The suit relates to the sale of defendant’s buying club memberships by third‑party telemarketers through the use of a negative option. A “negative option” involves an offer to sell goods or services under which the consumer must take affirmative action to reject the goods or services or cancel the agreement and the consumer’s failure to reject the goods or services or cancel the agreement is interpreted by the seller as the consumer’s acceptance of the goods or services. The complaint alleges that sales were made through “upselling,” whereby a third party telemarketer, after selling its own product to the consumer and obtaining payment information, solicits the purchase of additional goods or services, in this case, defendant’s buying club memberships. During the upsell, the telemarketers offered defendant’s buying club membership as a “free” trial membership or a “free” gift. For those consumers who actually were sold the membership, the complaint further alleges that the telemarketer failed to inform consumers (i) that failure to cancel the membership at the end of the trial period would result in automatic enrollment in the buying club, (ii) that the $99.95 annual membership fee would be charged to the credit or debit card number provided by consumers in connection with purchases of the telemarketer’s (not defendant’s) goods or services and (iii) of the manner in which consumers must cancel the trial membership. Additionally, the complaint alleged that defendant obtained consumers’ credit or debit cards numbers without the consumers’ consent, charged fees before the expiration of the trial membership, and failed to issue, or to issue in a timely manner, promised refunds.

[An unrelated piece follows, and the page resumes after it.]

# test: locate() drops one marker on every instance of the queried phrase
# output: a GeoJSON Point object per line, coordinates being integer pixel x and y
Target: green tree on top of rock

According to the FTC Press Release, Howard Beales, Director of the FTC’s Bureau of Consumer Protection expressed the FTC’s position stating that “[t]elemarketers need to be sure that consumers agree to be charged, and what account will be charged – even if they have an account number from another transaction. . . [i]f you charge consumers without their permission, [the FTC will] charge you with committing a fraud.”